Хотя Славка не намного был старше Вити, все же подумал: "Совсем пацаненок". Однако был рад Витькиному вниманию.
Деревня уже спала. За крайней избой свернули по снежной целине к лесу. Главный отстал со Славкой от всех, подробно выспрашивал: где родился, кто отец, мать, где учился, как попал сюда. Больше всего главного заинтересовало, что учился Славка в институте истории, философии и литературы в Москве. Он сказал:
- Интересно. Я обязательно уговорю комиссара взять тебя к нам. Сейчас нельзя, сейчас ты сходишь с нами в разведку и останешься в Дебринке. В другой раз мы заберем тебя. Обязательно. А я учителем был. Правда, математику преподавал, но литературу люблю и философию, ну и историю. Давай подтянемся. - Они зашагали по глубокому снегу быстрей, поравнялись с группой. К Славке тут же пристроился Витя.

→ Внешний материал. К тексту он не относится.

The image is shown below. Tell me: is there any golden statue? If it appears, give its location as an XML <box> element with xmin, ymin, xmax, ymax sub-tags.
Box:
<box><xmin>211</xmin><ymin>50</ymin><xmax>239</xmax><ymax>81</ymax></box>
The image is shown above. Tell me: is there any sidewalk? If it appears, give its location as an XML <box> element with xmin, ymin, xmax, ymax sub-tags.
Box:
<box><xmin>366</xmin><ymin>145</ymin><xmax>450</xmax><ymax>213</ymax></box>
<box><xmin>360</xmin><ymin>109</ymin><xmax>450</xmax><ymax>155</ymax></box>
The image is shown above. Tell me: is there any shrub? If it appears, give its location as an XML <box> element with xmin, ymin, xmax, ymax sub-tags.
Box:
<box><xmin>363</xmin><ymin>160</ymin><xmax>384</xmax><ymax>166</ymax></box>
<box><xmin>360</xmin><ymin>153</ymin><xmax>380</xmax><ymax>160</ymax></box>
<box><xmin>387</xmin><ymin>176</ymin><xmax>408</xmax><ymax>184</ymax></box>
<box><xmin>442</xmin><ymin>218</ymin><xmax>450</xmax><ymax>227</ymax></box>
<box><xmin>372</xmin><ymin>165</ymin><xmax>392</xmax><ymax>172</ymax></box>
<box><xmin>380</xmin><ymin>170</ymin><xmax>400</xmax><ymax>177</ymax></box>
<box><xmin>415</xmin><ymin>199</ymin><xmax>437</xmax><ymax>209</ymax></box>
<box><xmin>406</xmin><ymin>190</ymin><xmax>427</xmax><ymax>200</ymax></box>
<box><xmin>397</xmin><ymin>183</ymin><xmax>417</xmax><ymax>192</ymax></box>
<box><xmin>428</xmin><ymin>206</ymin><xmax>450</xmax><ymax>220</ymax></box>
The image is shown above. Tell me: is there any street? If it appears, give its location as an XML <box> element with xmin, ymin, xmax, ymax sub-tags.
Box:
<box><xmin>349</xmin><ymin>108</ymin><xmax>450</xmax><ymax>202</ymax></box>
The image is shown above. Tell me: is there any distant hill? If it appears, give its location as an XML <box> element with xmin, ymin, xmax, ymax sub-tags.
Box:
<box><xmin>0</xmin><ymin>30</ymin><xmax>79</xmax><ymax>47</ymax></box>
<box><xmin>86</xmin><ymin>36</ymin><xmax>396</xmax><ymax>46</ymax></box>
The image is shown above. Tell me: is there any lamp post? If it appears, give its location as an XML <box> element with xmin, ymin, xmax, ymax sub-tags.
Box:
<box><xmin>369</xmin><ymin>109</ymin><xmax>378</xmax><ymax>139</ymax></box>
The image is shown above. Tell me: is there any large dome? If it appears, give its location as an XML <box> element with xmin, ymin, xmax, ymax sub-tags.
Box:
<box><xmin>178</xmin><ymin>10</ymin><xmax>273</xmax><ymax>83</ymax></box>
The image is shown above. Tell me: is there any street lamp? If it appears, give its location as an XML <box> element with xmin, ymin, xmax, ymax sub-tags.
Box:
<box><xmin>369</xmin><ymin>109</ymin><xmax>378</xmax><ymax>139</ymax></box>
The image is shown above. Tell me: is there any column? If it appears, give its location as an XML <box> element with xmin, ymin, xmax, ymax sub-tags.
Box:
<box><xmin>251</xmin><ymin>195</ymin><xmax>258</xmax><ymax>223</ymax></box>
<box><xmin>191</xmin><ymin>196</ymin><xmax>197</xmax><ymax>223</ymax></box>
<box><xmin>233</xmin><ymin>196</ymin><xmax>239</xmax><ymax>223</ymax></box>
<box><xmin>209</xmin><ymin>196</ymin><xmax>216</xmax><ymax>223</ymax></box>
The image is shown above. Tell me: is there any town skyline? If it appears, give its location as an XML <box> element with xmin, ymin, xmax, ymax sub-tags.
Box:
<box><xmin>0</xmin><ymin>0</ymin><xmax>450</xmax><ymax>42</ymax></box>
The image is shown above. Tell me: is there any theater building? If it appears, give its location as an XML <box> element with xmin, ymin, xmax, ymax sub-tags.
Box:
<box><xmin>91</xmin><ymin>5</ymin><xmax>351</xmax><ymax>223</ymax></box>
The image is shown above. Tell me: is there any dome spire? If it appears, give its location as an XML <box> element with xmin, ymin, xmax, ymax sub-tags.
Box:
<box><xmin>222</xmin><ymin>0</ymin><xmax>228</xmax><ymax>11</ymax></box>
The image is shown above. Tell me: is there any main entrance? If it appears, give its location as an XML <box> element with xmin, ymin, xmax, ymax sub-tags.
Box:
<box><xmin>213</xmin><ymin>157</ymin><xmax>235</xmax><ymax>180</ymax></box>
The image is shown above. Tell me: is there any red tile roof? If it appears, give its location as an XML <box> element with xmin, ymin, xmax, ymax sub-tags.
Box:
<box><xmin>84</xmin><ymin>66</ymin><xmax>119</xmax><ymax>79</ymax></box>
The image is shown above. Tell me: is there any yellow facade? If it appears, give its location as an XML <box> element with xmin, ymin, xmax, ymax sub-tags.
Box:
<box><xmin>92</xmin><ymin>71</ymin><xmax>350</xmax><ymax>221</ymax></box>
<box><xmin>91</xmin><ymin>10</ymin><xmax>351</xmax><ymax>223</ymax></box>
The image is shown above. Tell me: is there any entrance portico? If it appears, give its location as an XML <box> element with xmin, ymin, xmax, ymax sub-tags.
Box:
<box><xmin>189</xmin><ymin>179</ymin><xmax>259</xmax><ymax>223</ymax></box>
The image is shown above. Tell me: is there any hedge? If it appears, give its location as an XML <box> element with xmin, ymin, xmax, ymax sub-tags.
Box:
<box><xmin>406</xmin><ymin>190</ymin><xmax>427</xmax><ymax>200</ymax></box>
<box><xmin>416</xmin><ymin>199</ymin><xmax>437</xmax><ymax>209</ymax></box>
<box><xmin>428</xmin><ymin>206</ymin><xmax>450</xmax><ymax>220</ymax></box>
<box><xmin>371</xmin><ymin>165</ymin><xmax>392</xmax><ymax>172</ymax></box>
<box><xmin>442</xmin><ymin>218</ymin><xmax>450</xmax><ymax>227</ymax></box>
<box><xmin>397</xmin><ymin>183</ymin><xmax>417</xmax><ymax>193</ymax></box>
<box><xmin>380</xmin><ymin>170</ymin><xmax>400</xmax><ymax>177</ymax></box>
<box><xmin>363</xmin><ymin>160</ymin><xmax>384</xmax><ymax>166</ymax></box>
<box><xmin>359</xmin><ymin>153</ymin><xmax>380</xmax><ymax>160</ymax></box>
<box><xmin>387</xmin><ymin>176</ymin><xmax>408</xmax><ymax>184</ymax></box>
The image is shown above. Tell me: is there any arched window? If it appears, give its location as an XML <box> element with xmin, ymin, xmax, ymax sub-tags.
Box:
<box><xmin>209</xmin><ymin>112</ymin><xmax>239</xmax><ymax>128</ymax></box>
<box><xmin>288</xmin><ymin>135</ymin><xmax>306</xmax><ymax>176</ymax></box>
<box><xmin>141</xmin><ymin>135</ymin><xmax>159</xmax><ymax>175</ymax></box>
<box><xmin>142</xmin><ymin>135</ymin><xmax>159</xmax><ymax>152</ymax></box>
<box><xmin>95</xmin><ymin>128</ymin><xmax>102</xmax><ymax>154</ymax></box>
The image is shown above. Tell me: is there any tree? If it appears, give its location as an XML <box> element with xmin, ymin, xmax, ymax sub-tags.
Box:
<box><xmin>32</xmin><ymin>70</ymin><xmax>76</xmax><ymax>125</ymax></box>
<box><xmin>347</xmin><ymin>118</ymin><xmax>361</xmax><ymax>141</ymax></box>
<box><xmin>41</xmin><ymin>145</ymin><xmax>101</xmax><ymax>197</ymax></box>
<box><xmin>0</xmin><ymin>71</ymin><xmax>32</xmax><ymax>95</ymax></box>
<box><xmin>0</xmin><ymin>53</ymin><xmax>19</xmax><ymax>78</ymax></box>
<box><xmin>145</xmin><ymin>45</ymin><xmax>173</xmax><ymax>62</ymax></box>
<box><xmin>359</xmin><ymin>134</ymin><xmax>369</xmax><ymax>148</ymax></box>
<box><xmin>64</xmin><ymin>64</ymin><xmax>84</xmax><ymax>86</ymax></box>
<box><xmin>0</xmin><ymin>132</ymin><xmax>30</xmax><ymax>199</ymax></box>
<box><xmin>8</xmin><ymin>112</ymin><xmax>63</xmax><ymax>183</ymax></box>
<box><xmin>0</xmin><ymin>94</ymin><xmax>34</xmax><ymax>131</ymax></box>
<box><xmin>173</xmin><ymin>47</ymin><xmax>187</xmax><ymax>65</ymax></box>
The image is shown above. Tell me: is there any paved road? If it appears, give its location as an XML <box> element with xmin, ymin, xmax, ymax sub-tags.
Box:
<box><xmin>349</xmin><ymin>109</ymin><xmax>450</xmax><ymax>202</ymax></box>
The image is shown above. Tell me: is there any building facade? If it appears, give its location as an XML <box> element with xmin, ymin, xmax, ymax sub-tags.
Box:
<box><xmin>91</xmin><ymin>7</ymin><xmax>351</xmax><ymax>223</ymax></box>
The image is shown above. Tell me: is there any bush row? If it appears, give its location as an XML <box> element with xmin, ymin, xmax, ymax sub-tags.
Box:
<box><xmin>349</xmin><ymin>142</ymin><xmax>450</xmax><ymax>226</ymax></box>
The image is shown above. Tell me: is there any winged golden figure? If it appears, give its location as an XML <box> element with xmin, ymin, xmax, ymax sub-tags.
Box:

Шли опушкой леса. Безлунную ночь слабо освещало снегом. Среди деревьев в снегу почти невозможно было заметить мелькание, перемещение теней - белых на белом. Если кто оглядывался, сразу бросалось в глаза черное лицо.
Витя шепотом рассказывал про себя, про своего старшего брата, который тоже в отряде, про отца, который воюет где-то, про мать - она живет на станции, куда они шли сейчас в разведку и где раньше, до войны, отец был начальником, а теперь там начальником волостной полиции дядя Марафет.
- Я знаю Марафета, - сказал Славка.
- Ну тебя! - обрадовался Витя. - А я хожу домой к нему, по ночам, он мне сведения передает о немцах, а против нас воюет. Во зараза. Он у отца буфетчиком был.
- Знаю, - сказал Славка, но не стал рассказывать о своих приключениях в Дебринке.
Передние замедлили шаги. Значит, станция близко. Останавливаться стали, озираться, прислушиваться.
- Хочешь, - сказал Витя на ухо Славке, - немного наган понести? Хочешь?
- Давай, - шепотом ответил Славка.
Витя долго отвязывал ремешок, пальцы на морозе плохо слушались. Все же отвязал. Наган, вроде не такой уж большой, неожиданно оказался тяжелым в руке. Славка шел теперь с этим наганом, опустив дуло книзу, и наконец-то окончательно успокоился. Он был спокоен и думал спокойно, он даже устал, как и другие, от ходьбы по глубокому снегу. Только теперь он сообразил, что с той минуты, когда вошел в избу к партизанам, и до последнего момента, когда в руках еще не было этого нагана, его била какая-то противная мелкая дрожь.
Когда-то давно, очень давно, когда еще он жил в родном селе и было ему, может быть, пять, а может, шесть годков, вот так же била его знобкая дрожь, но там было все понятно, потому что там была особенная ночь, рождественская. Славка, поднятый среди той ночи, слезал с печки, одевался потеплее, брал сумку и отправлялся христославить по ближним хатам. Пока одевался, пока выходил на улицу в рождественскую морозную ночь, колени его дрожали и все колотилось внутри от неурочного вставания, от необычности всего этого рождественского промысла. Он входил в один двор, стучался в темное окно, через которое можно было увидеть масленое мерцание лампадки перед иконами, ему открывали, и он по-скворчиному раскрывал рот и кричал: "Рождество твое..." Получал свой пятак, либо орехов горсть, либо кусок пирога или конфету и с дрожащими коленками уходил к другому двору. Потом постепенно дрожь проходила. А когда уже светало, счастливый, с полненькой сумкой возвращался домой. Гремели орехи в сумке, медно звякали в кармане пятаки. Отчего-то эти рождественские ночи вспоминались и та, рождественская, дрожь.